Rice prices in India rose on Thursday due to the strongest rupee in two years, while markets in Thailand and Vietnam remained subdued ahead of harvests expected this month, traders said. In India, the world's biggest rice exporter, 5 percent broken parboiled rice rose by $6 per tonne to $406-$409 due to a rally in the rupee to its highest level in two years, even though demand remained weak.
"The rupee is forcing us to raise prices, which are higher than competing countries," said a New Delhi-based official with a global trading firm. The rupee has risen nearly 7 percent so far in 2017, reducing exporters' returns. Lower supplies of the grain ahead of the harvest season expected at the end of September also raised prices for local paddy rice, traders said.
"We have to raise export prices accordingly," said an exporter in Kakinada in the southern state of Andhra Pradesh. Last month, India's high prices resulted in a suspension of a government-to-government deal with Bangladesh, which has been looking to import rice to replenish stocks hit by flash floods.
The deal was called off this week because India did not respond with a revised offer in time, the chief of Bangladesh's state grain buyer told Reuters before leaving for Cambodia, where a 1 million tonne rice deal was agreed. Thai benchmark 5 percent broken rice on Thursday dropped to $390-$392 a tonne, free-on-board (FOB) Bangkok, from $395-$408 last week.
"The market has gone quiet. Prices would have dropped further but they are being held up by the strong exchange rate," a trader in Bangkok said. The baht was trading at 33.26 against the dollar, the strongest in more than two years. Thailand's off-season white rice grains, grown mainly in the central region, are expected to arrive from mid-August through to September. Thailand has been battling floods in its main rice-growing northeastern region since late July.

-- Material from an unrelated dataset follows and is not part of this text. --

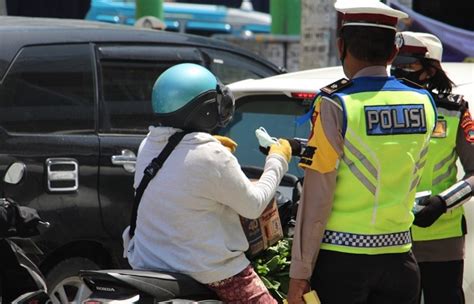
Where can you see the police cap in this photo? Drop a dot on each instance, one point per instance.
(419, 45)
(368, 13)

Thailand is likely to export 11 million tonnes of rice this year, the government said this week, higher than its target. It has exported 6.3 million tonnes so far, an increase of 16 percent from the same period last year. Vietnam's 5 percent broken rice extended its flat trend at $400-$405 a tonne, FOB Saigon, on low foreign demand and high commercial prices.
"We hope the market to be more vibrant by late August when the summer-autumn harvest starts," said a trader in Ho Chi Minh City. Another trader said there were a few queries from African buyers but no specific deals have yet been agreed. Vietnam has exported an estimated 3.4 million tonnes of rice in first seven months of this year, up 18.6 percent from a year earlier. Thailand and Vietnam are the world's second and third biggest rice exporters.